Abstract

Acalabrutinib was approved by the U.S. Food and Drug Administration (FDA) for treatment-naive (TN) and relapsed/refractory (R/R) use for patients with chronic lymphocytic leukemia (CLL) in November 2019 following the phase III ASCEND and ELEVATE-TN registration trials. Acalabrutinib is a second-generation Bruton tyrosine kinase inhibitor (BTKi) that was developed after ibrutinib, the first-in-class BTKi. Ibrutinib is usually well tolerated and provides durable remissions; however, some patients experience toxicities from the off-target effects that lead to treatment discontinuation.

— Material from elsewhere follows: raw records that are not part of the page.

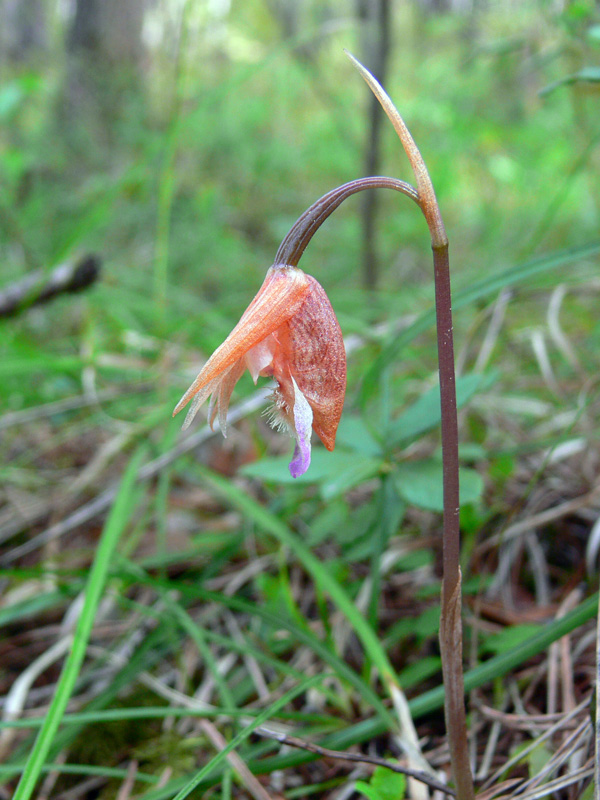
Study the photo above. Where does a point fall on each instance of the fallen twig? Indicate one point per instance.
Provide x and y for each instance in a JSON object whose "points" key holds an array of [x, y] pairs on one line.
{"points": [[360, 758], [40, 287]]}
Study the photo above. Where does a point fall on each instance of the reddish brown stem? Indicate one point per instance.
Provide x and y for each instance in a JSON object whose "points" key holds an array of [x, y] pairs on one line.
{"points": [[309, 223]]}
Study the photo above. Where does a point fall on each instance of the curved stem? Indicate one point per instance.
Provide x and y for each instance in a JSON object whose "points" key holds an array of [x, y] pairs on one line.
{"points": [[309, 223], [427, 199], [451, 621]]}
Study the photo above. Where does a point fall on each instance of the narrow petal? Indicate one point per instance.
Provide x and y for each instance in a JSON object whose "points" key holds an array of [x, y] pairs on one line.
{"points": [[200, 398], [226, 385], [302, 430], [278, 299]]}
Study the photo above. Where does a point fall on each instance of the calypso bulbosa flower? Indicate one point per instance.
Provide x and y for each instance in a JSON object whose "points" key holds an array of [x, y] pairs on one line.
{"points": [[290, 333]]}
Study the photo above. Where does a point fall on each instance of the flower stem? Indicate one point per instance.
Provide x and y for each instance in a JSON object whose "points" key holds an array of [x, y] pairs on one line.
{"points": [[450, 622]]}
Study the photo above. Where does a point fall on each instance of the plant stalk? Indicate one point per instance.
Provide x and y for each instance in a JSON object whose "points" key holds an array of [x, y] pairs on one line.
{"points": [[450, 622]]}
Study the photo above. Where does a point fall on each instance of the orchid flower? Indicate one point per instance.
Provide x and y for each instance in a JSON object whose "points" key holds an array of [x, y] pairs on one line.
{"points": [[289, 332]]}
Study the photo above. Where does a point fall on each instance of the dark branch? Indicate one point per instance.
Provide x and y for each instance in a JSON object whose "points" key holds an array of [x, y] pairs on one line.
{"points": [[40, 287]]}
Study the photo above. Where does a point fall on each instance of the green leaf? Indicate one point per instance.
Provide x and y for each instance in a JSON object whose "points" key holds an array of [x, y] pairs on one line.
{"points": [[353, 434], [488, 286], [384, 785], [366, 789], [113, 528], [420, 484]]}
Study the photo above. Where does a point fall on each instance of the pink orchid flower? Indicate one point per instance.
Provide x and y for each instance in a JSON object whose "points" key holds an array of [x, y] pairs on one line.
{"points": [[290, 333]]}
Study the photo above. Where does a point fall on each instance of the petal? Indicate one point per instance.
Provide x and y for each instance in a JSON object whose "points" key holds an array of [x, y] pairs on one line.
{"points": [[226, 385], [278, 299], [313, 348], [259, 359], [303, 418]]}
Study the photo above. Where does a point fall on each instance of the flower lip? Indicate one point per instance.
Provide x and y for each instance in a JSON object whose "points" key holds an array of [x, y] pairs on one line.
{"points": [[288, 332], [277, 300]]}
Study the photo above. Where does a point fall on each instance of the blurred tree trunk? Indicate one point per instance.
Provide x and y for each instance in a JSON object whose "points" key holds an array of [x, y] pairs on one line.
{"points": [[376, 22], [23, 29], [104, 53]]}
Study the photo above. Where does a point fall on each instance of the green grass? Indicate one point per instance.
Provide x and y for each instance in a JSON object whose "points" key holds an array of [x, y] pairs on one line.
{"points": [[294, 603]]}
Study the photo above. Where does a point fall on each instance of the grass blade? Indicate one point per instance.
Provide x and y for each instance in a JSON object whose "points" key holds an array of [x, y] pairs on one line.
{"points": [[113, 529]]}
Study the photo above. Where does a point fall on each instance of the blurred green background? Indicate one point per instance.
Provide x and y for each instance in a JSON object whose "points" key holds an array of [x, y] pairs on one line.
{"points": [[177, 141]]}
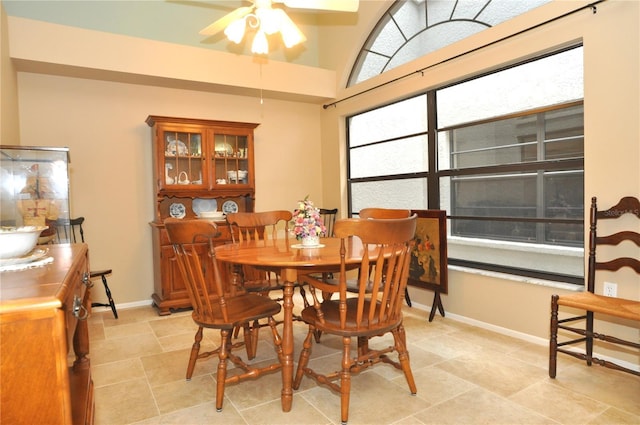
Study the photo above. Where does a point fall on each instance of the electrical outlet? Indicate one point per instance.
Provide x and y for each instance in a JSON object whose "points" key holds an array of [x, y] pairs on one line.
{"points": [[610, 289]]}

A recent press release of the phase III ELEVATE-RR trial comparing acalabrutinib to ibrutinib in relapsed high-risk CLL reported noninferior progression-free survival and statistically significantly lower rates of atrial fibrillation; however, publication of this data is pending. There is currently 53 months of follow-up for patients receiving acalabrutinib compared with 8 years for those on ibrutinib. Acalabrutinib is approved as monotherapy in the R/R or TN setting, and in the TN setting can be combined with the anti-CD20 monoclonal antibody obinutuzumab. The data for acalabrutinib development and clinical use are discussed in this review.